I'm working with a pandas DataFrame that is created from a SQL query involving a join operation on three tables using pd.read_sql()
. The DataFrame has about 1 million rows. When I try to query rows based on the value of one column (doi
), it takes about 0.1 to 0.2 seconds for each query.
Interestingly, if I export the DataFrame to a CSV file and then load it back into memory, the same query operation is 5 to 10 times faster.
More interestingly, if I only query the main table (the resulting DataFrame has the same number of rows and two short string columns less), the resulting DataFrame is as fast as the CSV one. Even keeping only one column (doi
) in the DataFrame obtained from the join operation doesn't improve the performance, and it's still slower than the single-table DataFrame with the same number of rows and more columns.

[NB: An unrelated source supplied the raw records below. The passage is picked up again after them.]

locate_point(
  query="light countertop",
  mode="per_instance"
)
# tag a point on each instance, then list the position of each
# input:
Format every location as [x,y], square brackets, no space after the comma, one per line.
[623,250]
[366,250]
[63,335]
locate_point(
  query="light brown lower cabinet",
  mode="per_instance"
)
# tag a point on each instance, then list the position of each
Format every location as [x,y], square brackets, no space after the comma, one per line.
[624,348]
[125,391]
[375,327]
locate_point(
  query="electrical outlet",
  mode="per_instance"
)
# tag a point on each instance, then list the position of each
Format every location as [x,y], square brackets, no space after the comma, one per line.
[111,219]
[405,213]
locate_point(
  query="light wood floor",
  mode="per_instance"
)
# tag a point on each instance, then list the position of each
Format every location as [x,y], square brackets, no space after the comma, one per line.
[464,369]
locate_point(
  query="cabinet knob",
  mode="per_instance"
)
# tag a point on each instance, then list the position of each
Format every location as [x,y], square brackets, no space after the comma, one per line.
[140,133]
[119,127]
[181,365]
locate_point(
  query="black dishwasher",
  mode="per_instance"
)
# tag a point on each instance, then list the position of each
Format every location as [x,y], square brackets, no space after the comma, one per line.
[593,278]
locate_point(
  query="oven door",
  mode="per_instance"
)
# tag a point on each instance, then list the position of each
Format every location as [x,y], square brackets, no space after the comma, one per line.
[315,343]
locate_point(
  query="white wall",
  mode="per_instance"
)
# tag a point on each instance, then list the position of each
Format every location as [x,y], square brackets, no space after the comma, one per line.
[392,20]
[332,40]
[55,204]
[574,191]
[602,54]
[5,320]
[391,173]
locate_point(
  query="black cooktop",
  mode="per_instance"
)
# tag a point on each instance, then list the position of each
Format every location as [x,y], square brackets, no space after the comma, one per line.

Could you help me understand this phenomenon and show me how to solve the performance issue without exporting to CSV?
Some clarifications:
I am referring to the difference in the query performance of DataFrames generated by SQL query with/without table joins, not the performance of joining DataFrames.
My codes to read data from the SQL Server database and query the resulting DataFrame:
conn = pyodbc.connect(driver='{ODBC Driver 17 for SQL Server}', server='XXX', database='XXX', uid='XXX', trusted_connection='yes')
query_string = """
SELECT
t1.*,
t2.short_string_column1,
t3.short_string_column2
FROM
t1
LEFT JOIN
t2
ON
t1.doi = t2.doi
LEFT JOIN
t3
ON
t1.doi = t3.doi
"""
# ~1M rows
df = pd.read_sql(query_string, conn)
# ~20K dois
doi_list = {some interested dois to query}
# this is very slow
for doi in doi_list:
# I achieved satisfying performance on the single-table DataFrame
# but I needed more fields to do my work, so I have to join tables.
required_intermediate_results = df[df.doi.values == doi]
......
# this is 5 to 10 times faster
df.to_csv('df.csv', index=False)
df2 = pd.read_csv('df.csv')
for doi in doi_list:
# I achieved satisfying performance on the single-table DataFrame
# but I needed more fields to do my work, so I have to join tables.
required_intermediate_results = df2[df2.doi.values == doi]
......